Moving closer, slowly, I take more photos until I reach her. When I sit at the other end of the bench, she continues writing for another minute before lifting her head and staring out at something in front of her. Then, she slightly angles her face down and toward me. It’s a side profile and it’s fucking perfect with the way her eyes are closed.

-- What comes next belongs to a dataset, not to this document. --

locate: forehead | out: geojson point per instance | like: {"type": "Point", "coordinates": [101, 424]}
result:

I take the photo right before she opens her eyes and looks at me.
“I don’t know who I am anymore, Ethan,” she confides so softly I almost can’t hear her.
I snap the photo.
“Did you write something new?”
She nods and I take the photo.
“Tell me.”
She swallows whatever she’s feeling and I get that one too.
Glancing down at her notebook, she reads the lyric out to me. “Lost in the shadows, trying to make myself whole.”
I get every one of these photos.
She continues reading. “I’ve discovered the truth, I’m not erased.” Tears slide down her cheeks and she brushes them away as she closes her notebook and looks at me. “That’s what I’ve been feeling for so long. Erased. But I’m not.”
“No, you’re not.”
“I’m not going down without a fight.”
I fucking love the determination in her voice.
“Good.”
“I know the photo I want you to take.” She stands. “I need some things from the car.”
Five minutes later, she’s retrieved a cowgirl hat and a long sleeve denim jacket that looks very western with the long fringes on it from her suitcase. We walk back to the area near the trees and she turns away from me before taking her shirt and bra off and putting the jacket on. It’s long enough that it ends almost exactly where her shorts end. When she turns back to me, the jacket is undone and she’s holding it closed. She’s standing in front of me wearing her cowgirl hat, cowgirl jacket, frayed shorts, and fuck me, her mask is gone.
“I don’t want to share a fuck-you-Tucker photo.” She opens the jacket, letting it fall so that it covers most of her breasts but not all of them. “I want to share one that says, ‘I’m broken and bruised, but I’m still here.’”
When she drops her hands to her sides and tilts her head ever so slightly, I take the photo and I know without having to check that it’s the one.
Madeline Miller is standing in front of me.
She’s ripped her heart out and offered it to me.
Her essence is bleeding from her.
And when I look at the photo, I’m struck by the way the shadows cover most of her face, making her eyes hard to see. It’s so fucking perfect in its imperfection.